Heute dagegen mühe er sich oft schon eine Viertelstunde am Rolltor ab, berichtet der Einbrecher. Gullideckel oder ähnliches durch die Scheibe zu schmeißen, sei nicht sein Stil – die Schaufenster seien oft so schön dekoriert. „Das täte mir leid.“ Was ihm die Freude an der nachtnächtlichen Arbeit wahrlich vermiest, ist die Erfolgsquote: In den Kassen sei immer weniger Geld. Und an den Safes mühe er sich schon gar nicht mehr ab: Der illegale Versandhandel habe im Geschäft mit erbeuteten Betäubungsmitteln (BtM) die Preise versaut. „Da gab es in den letzten Jahren einen regelrechten Einbruch.“
Beide Probleme sind der EID bekannt. Die Innung verfolgt daher eine Doppelstrategie. Sie will den barrierefreien Zugang zur Apotheke notfalls einklagen, da die heutige Situation das Recht auf freie Berufsausübung verletze. Auf der anderen Seite unterstützt EID die Forderungen der Apotheker nach einer Honorarerhöhung. Immer weniger Bargeld in der Apotheke, veraltete, fast wertlose Technik – und bei geklauter Ware melde sich immer öfter der Großhandel bei EID und mache Eigentumsvorbehalt geltend. „Unser Geschäft ist ein Geben und Nehmen. Aber wenn uns die Apotheker nichts mehr geben, können wir uns auch nichts mehr nehmen“, so ein EID-Sprecher.

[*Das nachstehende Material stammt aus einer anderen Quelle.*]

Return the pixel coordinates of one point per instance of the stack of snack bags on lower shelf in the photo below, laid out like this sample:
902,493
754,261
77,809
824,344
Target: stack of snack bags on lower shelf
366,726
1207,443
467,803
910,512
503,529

Zum Glück für die EID machen es nicht alle Apotheken den Einbrechern so schwer: große Glasflächen und Schiebetüren mit einfachem Bodenschloss laden zur Nacht der offenen Tür. Das hat wiederum ein anderes Geschäft belebt. Versicherer geben Tipps, um die Apotheke sicherer zu machen. Der Fall von Abdel Nasser Sakka zeigt, dass es schon hilft, wenn die Einbrecher merken, dass sie nicht viel Zeit haben.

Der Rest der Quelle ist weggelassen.